| | The Truth Seekers Troubled by inconsistencies in the government's accounts, four widows try to find what really led up to 9-11.
BY GAIL SHEEHY
Earlier this summer, FBI director Robert Mueller III and several senior agents received a group of about 20 visitors in a briefing room of the J. Edgar Hoover Building in Washington, D.C. The director himself narrated a PowerPoint presentation that summarized the numbers of agents and leads and evidence the FBI had collected in the 18-month course of its ongoing investigation of Penttbom, the clever neologism the bureau had invented to reduce the sites of devastation on 9-11 to one word: Pent for Pentagon, Pen for Pennsylvania, tt for the Twin Towers and bom for the four planes that the government had been forewarned could be used as weapons -- even bombs -- but chose to ignore.
After the formal meeting, senior agents in the room faced a grilling by Kristen Breitweiser, a 9-11 widow whose cohorts are three other widowed moms from New Jersey.
"I don't understand, with all the warnings about the possibilities of Al Qaeda using planes as weapons, and the Phoenix Memo from one of your own agents warning that Osama bin Laden was sending operatives to this country for flight-school training, why didn't you check out flight schools before Sept. 11?"
"Do you know how many flight schools there are in the U.S.? Thousands," a senior agent protested. "We couldn't have investigated them all and found these few guys."
"Wait, you just told me there were too many flight schools and that prohibited you from investigating them before 9-11," Breitweiser persisted. "How is it that a few hours after the attacks, the nation is brought to its knees, and miraculously FBI agents showed up at Embry-Riddle flight school in Florida where some of the terrorists trained?"
"We got lucky," was the reply.
Breitweiser then asked the agent how the FBI had known exactly which ATM in Portland, Me., would yield a videotape of Mohammed Atta, the leader of the attacks.
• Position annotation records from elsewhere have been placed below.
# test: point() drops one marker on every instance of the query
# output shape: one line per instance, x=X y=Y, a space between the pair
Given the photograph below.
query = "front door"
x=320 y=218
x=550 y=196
The agent got some facts confused, then changed his story. When Breitweiser wouldn't be pacified by evasive answers, the senior agent parried, "What are you getting at?"
"I think you had open investigations before Sept. 11 on some of the people responsible for the terrorist attacks," she said.
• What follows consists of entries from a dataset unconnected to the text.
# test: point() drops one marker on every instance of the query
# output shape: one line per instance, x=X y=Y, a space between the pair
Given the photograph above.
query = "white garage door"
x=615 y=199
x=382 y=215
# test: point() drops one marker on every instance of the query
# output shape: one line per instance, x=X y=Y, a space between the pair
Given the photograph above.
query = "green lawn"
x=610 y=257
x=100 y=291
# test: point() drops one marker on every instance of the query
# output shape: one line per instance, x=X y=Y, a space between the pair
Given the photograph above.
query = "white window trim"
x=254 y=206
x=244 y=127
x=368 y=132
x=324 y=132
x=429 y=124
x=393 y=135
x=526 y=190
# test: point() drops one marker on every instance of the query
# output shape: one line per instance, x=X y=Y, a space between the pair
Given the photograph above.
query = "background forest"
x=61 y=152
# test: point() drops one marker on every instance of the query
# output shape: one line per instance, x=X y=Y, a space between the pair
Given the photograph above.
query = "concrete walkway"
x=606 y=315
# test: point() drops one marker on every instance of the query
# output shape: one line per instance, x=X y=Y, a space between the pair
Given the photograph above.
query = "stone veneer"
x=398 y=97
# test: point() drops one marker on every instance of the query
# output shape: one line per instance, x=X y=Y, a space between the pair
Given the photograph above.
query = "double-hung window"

"We did not," the agent said unequivocally.
A month later, on the morning of July 24, before the scathing Congressional report on intelligence failures was released, Breitweiser and the three other moms from New Jersey with whom she'd been in league sat impassively at a briefing by staff director Eleanor Hill: In fact, they learned, the F.B.I. had open investigations on 14 individuals who had contact with the hijackers while they were in the United States. The flush of pride in their own research passed quickly. This was just another confirmation that the federal government continued to obscure the facts about its handling of suspected terrorists leading up to the 9-11 attacks.